One thing to keep in mind here is that too many different methods can create bottlenecks. Facilities don’t need to implement every quality control method possible, but they should use more than one. Generally speaking, one material check before machining, one on-machine inspection process, and one human-driven post-machining check should be sufficient.
If Outsourcing, Look for Vendors With Proper Certification
Not all facilities perform their own CNC machining in-house, but CNC quality control is still relevant. To ensure high-quality outsourced CNC operations, companies should look for vendors with the right certifications. These will vary by industry, but all vendors should at least comply with ISO 9001, a general quality management certification.
Manufacturers in some industries should look for additional certification as well. ISO 13485, for example, demonstrates compliance for medical-grade products, making it essential for those in the health care sector. Similarly, ISO 16949 applies to automotive parts, so manufacturers in the transportation industry should look for vendors that comply with it.

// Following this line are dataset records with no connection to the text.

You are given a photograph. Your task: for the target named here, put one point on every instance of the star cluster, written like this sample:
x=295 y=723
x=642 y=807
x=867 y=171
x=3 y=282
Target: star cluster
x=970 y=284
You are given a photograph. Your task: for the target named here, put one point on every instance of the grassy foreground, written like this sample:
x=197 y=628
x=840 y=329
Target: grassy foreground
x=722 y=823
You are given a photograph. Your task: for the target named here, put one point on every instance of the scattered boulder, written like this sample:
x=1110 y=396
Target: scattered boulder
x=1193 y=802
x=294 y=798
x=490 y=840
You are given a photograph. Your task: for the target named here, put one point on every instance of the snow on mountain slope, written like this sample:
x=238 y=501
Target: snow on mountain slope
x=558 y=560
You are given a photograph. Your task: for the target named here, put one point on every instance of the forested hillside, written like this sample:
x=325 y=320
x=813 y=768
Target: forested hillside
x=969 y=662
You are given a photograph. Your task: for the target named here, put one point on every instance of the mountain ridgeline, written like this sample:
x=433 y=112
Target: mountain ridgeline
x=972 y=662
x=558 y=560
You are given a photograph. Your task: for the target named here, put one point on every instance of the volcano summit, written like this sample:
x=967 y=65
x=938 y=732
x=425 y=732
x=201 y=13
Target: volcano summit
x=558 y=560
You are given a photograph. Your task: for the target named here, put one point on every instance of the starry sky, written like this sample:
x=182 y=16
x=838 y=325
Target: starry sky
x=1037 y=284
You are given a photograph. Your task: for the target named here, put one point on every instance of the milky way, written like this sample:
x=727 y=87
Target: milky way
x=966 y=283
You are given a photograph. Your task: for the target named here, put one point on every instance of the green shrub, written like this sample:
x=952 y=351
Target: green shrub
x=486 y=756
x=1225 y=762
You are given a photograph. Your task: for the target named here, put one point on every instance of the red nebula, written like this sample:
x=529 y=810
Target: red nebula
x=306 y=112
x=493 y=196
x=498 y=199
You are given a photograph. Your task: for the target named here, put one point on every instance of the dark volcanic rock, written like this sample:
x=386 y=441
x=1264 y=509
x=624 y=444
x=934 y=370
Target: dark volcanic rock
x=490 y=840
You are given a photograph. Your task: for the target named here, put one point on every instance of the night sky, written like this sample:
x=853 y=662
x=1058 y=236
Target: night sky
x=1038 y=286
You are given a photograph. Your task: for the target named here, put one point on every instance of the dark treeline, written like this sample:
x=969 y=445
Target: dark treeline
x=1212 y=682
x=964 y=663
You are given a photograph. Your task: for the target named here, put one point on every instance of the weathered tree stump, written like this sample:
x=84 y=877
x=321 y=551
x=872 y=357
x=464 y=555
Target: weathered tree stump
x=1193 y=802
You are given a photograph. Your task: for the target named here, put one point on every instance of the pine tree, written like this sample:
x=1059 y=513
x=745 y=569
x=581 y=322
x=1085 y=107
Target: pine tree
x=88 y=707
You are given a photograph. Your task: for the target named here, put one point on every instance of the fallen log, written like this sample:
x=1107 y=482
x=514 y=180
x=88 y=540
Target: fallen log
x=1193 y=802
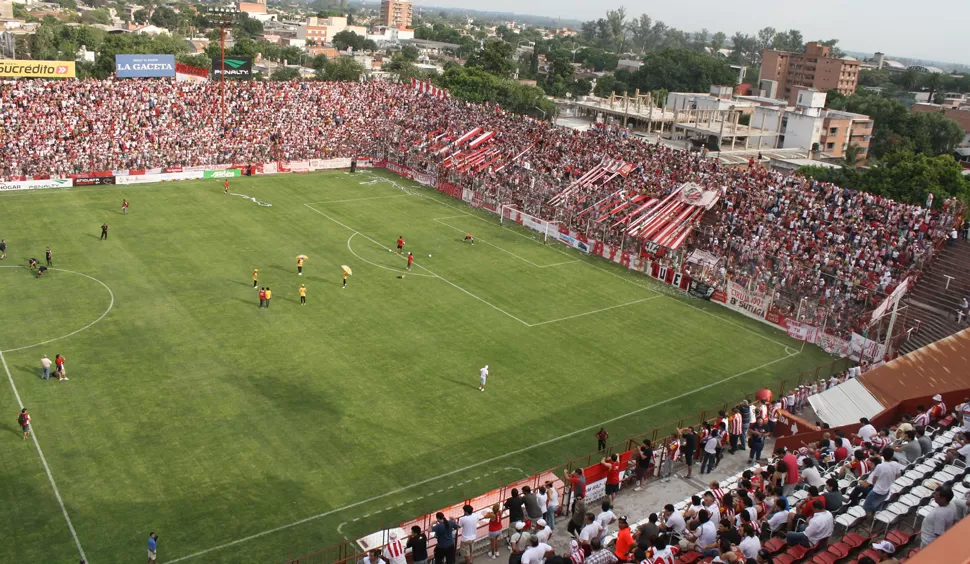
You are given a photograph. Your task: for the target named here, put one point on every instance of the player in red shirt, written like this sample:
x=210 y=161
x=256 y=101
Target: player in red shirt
x=60 y=371
x=614 y=469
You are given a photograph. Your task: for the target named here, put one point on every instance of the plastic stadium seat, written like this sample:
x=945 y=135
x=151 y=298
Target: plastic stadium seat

These certifications don’t mean vendors will prevent 100% of possible errors, but they reduce the risk. Obtaining these certifications requires rigorous standards, so it’s a reliable guideline for quality production partners. As such, any facility that outsources CNC processes should understand relevant standards.
Reliable CNC Quality Control Is Essential
An improved CNC quality control system will minimize waste and produce better products. As a result, companies will save money and establish a better reputation among their clientele. Poor quality management can have the opposite effect, making this area a crucial point of focus for any CNC operation.
By following these steps, machining processes can ensure their CNC quality control is as accurate and efficient as possible. They can then take full advantage of these remarkable machines and stand out from their competitors. CNC machining can be an excellent resource, but only if the companies using it abide by high quality control standards.